Americans used to be free to practice interior design work and succeed or fail based solely on their skills. But, to the detriment of consumers and would-be entrepreneurs, that is changing. The American Society of Interior Designers, an industry trade group, would like state governments to define what it means to be an interior designer and then dictate who may perform that work. The group and its allies have successfully lobbied 22 states and the District of Columbia to impose stringent education and training requirements that create a single route to practicing interior design or to using titles associated with interior design work.
Drawing upon national census data, this report finds that interior design regulations not only create serious barriers to entry for entrepreneurs, but also raise costs for consumers.
We find evidence that in states where interior designers are regulated, consumers are paying higher prices for design services, fewer entrepreneurs are able to enter the market, and blacks, Hispanics and those wishing to switch careers later in life are being disproportionately excluded from the field.
Specific findings include:
Interior design firms in regulated states earn significantly more than those in unregulated states—about $7.2 million in a city with a population of one million.
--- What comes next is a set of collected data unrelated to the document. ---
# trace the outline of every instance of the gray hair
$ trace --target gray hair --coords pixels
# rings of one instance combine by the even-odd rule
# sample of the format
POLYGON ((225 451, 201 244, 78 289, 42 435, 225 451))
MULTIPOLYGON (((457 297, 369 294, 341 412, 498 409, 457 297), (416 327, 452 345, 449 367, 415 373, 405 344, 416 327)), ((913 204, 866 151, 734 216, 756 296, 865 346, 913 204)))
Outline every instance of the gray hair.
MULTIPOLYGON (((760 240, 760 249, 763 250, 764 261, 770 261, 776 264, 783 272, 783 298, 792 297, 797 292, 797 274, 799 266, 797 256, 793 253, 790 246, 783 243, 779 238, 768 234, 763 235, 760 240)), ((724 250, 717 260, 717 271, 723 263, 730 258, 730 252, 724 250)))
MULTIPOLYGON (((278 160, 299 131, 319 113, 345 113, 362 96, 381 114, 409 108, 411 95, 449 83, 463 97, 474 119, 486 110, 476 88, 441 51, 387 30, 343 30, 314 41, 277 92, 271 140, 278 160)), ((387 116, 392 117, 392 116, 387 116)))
That means higher prices for consumers, as lower-cost competition is simply outlawed by the licensing regulations.
In regulated states, the number of interior designers fell by an estimated 1,300 between 1990 and 2000, demonstrating that regulation is limiting economic opportunity in interior design.
Black and Hispanic interior designers are nearly 30 percent less likely to have college degrees than white designers. Thus, regulations with academic requirements disproportionately shut minorities out of the field.
Similarly, older interior designers are 12 percent less likely to have college degrees in regulated states, indicating that these regulations keep out those who switch to an interior design career later in life.